We continue this week in the theme of forgiveness as we move toward the closing portion of our Lenten season. Today we go to the Gospel of Matthew, the sixth chapter, beginning at the 14th verse.
These two verses are direct and, if we sit with them honestly, a little uncomfortable. Because what Jesus is laying out here is that forgiveness is not simply a generous gesture we extend to others out of the goodness of our hearts. It is, at its core, transactional — and not in the way we might first assume.

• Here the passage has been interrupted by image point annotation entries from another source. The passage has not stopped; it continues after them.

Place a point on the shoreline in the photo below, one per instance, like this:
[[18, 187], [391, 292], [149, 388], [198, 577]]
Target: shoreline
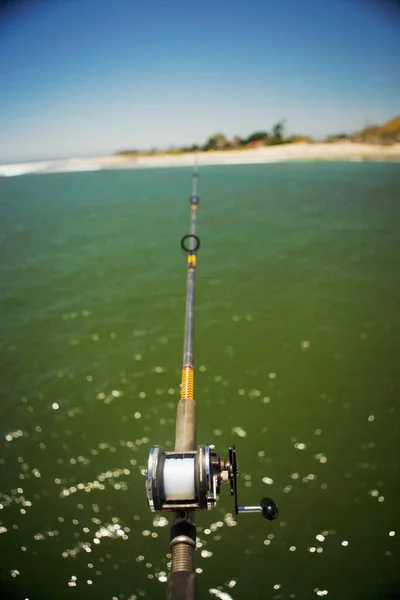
[[266, 154], [311, 152]]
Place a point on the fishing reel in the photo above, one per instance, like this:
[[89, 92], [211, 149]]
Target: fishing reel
[[185, 481]]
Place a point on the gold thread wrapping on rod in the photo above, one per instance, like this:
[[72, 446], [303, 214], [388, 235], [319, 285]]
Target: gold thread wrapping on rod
[[187, 385]]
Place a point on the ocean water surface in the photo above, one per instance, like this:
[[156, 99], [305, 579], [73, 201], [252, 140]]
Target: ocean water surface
[[297, 362]]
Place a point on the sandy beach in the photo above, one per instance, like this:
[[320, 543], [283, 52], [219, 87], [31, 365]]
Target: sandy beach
[[284, 152], [267, 154]]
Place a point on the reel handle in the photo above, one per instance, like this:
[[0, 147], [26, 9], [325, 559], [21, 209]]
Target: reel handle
[[267, 508]]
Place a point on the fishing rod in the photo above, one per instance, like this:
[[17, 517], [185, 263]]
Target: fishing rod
[[189, 478]]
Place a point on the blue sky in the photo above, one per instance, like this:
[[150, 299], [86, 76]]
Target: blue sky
[[82, 77]]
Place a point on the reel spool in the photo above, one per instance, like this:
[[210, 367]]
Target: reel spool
[[178, 481]]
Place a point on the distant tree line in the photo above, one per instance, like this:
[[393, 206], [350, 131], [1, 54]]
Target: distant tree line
[[219, 141], [388, 133]]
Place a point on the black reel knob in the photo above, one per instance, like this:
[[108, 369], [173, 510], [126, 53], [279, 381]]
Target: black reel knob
[[269, 509]]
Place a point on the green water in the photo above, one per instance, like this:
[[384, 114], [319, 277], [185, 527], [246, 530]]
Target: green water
[[297, 351]]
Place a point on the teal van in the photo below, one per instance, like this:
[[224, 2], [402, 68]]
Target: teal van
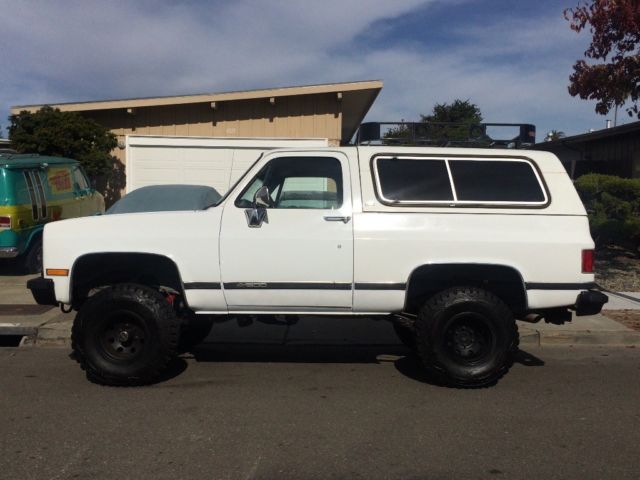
[[35, 190]]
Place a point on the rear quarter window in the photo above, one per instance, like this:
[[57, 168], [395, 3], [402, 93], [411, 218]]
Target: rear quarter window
[[458, 181]]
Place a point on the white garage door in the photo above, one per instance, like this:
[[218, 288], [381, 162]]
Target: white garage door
[[217, 162]]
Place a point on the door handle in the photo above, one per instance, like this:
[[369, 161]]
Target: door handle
[[337, 219]]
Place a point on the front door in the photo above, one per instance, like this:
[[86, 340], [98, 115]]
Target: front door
[[301, 253]]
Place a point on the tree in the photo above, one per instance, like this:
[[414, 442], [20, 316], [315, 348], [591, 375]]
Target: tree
[[614, 76], [554, 135], [447, 122], [66, 134]]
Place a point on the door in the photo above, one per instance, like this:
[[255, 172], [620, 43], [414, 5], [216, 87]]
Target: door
[[300, 255]]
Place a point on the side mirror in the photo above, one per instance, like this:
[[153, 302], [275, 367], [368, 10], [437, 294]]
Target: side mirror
[[257, 215], [262, 199]]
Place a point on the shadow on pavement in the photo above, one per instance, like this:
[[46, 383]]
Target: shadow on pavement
[[298, 353]]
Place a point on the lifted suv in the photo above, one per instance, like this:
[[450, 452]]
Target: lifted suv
[[451, 244]]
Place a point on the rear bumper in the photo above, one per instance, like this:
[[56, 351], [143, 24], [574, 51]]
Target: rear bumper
[[590, 302], [43, 291], [9, 252]]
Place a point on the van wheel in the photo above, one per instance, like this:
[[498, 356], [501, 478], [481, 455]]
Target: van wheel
[[33, 258], [125, 335], [466, 336]]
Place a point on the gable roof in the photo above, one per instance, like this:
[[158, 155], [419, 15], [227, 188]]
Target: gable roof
[[356, 97]]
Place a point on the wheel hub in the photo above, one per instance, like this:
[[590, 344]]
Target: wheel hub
[[123, 336], [467, 338], [123, 339]]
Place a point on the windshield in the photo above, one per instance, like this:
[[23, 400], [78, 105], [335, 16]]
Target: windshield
[[237, 182]]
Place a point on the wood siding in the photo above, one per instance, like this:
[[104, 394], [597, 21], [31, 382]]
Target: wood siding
[[300, 116]]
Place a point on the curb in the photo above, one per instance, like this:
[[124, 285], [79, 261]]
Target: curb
[[539, 338]]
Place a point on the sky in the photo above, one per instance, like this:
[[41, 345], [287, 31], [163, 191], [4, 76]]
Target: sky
[[511, 58]]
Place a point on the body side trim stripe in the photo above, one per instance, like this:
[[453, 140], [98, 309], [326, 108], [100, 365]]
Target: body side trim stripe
[[287, 286], [293, 286], [380, 286], [560, 286], [202, 286]]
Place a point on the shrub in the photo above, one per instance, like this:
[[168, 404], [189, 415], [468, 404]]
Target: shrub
[[613, 204]]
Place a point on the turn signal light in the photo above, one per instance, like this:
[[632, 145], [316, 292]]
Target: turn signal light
[[587, 261], [58, 272]]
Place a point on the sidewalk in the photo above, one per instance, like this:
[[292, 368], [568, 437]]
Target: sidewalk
[[622, 301]]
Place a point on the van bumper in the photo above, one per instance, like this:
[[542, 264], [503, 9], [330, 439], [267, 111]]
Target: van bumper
[[590, 302], [9, 252], [43, 291]]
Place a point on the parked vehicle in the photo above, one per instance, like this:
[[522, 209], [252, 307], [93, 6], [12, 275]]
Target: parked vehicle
[[451, 244], [35, 190]]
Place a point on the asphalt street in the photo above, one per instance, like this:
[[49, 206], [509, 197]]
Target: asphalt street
[[322, 412]]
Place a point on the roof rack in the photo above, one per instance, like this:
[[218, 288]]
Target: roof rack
[[446, 134]]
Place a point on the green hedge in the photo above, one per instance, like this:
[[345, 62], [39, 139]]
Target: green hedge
[[613, 204]]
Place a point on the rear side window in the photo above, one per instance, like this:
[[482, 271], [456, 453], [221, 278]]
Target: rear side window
[[496, 181], [464, 182], [410, 180]]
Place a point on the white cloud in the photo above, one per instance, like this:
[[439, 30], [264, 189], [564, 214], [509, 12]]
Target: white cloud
[[82, 50]]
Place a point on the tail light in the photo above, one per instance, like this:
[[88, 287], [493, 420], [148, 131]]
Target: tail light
[[587, 261]]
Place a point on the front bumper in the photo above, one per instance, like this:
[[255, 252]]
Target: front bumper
[[590, 302], [43, 291], [9, 252]]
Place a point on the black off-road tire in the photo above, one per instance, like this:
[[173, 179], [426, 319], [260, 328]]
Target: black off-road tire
[[33, 258], [467, 337], [125, 335]]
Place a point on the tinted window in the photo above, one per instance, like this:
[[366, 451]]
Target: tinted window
[[414, 180], [79, 179], [495, 181], [298, 182]]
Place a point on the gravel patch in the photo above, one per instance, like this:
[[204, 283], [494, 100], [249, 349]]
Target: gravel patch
[[618, 270], [629, 318]]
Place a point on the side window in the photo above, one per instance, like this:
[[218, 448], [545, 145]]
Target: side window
[[298, 182], [80, 181], [496, 181], [470, 182], [413, 180]]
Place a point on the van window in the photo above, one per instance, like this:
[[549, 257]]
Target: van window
[[413, 180], [457, 181], [79, 178], [496, 181], [308, 182]]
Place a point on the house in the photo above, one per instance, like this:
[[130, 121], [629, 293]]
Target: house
[[613, 151]]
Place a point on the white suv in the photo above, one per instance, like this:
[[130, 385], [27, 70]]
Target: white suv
[[452, 244]]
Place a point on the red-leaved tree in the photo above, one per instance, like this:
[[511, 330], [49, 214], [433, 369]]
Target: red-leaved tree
[[613, 75]]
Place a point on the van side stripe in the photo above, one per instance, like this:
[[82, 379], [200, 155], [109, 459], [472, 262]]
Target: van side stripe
[[560, 286]]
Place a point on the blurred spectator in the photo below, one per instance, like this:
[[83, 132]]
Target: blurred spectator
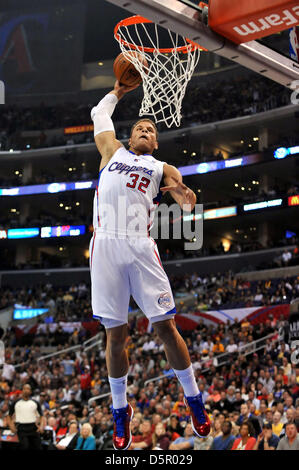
[[185, 442], [69, 442], [226, 440], [143, 440], [266, 440], [160, 438], [246, 441], [86, 440], [291, 439]]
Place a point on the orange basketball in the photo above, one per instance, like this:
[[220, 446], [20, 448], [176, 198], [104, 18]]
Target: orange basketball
[[125, 71]]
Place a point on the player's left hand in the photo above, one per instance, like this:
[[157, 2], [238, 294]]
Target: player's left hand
[[188, 196]]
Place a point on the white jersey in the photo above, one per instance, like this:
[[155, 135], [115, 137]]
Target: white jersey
[[127, 194]]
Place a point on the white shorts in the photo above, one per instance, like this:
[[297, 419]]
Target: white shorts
[[121, 267]]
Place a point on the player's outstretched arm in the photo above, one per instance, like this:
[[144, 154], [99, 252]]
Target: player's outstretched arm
[[104, 132], [183, 195]]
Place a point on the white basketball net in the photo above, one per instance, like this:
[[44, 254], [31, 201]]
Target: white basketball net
[[167, 76]]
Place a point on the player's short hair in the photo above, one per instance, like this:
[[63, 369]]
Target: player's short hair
[[142, 120]]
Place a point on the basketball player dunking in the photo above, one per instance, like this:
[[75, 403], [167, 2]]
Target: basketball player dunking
[[124, 261]]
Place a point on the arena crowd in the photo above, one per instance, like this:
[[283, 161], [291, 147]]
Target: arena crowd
[[252, 399]]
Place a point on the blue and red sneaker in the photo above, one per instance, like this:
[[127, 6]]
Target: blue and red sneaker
[[200, 421], [122, 436]]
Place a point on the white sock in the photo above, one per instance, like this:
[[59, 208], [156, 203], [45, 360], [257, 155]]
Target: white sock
[[119, 391], [188, 382]]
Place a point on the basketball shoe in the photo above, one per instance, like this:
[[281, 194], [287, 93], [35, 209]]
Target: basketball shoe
[[200, 421], [122, 436]]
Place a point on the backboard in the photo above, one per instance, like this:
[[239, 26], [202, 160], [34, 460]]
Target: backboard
[[190, 20]]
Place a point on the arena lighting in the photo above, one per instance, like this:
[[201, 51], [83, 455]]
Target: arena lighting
[[220, 213], [210, 214], [290, 234], [63, 231], [26, 313], [262, 205], [293, 200], [283, 152], [16, 233], [78, 129], [51, 188], [207, 167]]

We tend to think of forgiveness as something we are giving away. An act of grace that originates with us and flows outward toward the person who wronged us. But what this passage reveals is something far more humbling. Our ability — and our willingness — to forgive actually speaks to our own awareness of how much we ourselves are in need of it. Every day, in every space we move through, there is some moment where we have fallen short, where we have grieved the heart of God, where we have transgressed in ways large or small. We are always, in some sense, in a posture of need before the Father.
And if that is true — if we are continuously returning to God in need of His forgiveness — then the question Jesus is really asking is this: How can you request from the Father a continuous state of forgiveness and yet find yourself unwilling to extend that same grace to your brother or your sister?
That is the tension Matthew 6 is holding up for us. This chapter covers giving to the needy, fasting, where we store our treasure — and woven through all of it is this question of how we are to operate with one another. Even what we call the Lord’s Prayer — which is more accurately a model prayer, since the Lord Himself has no need of forgiveness — carries this same thread. Forgive us our trespasses, as we forgive those who trespass against us. The two are linked. Our posture toward others and God’s posture toward us are not separate conversations.
So as you continue through this week, I want to encourage a spirit of transparency within yourself. Acknowledge the places where you have fallen short. Stay in a posture of grace — because the grace you receive from the Father is the very grace you are called to pass on. That is what forgiveness is really about. Not superiority. Not scorekeeping. But an honest reckoning with our own need, and a willingness to let that need make us more gracious toward others.
I pray this blesses you, motivates you, and does something transformative in you today. Have an incredible Tuesday.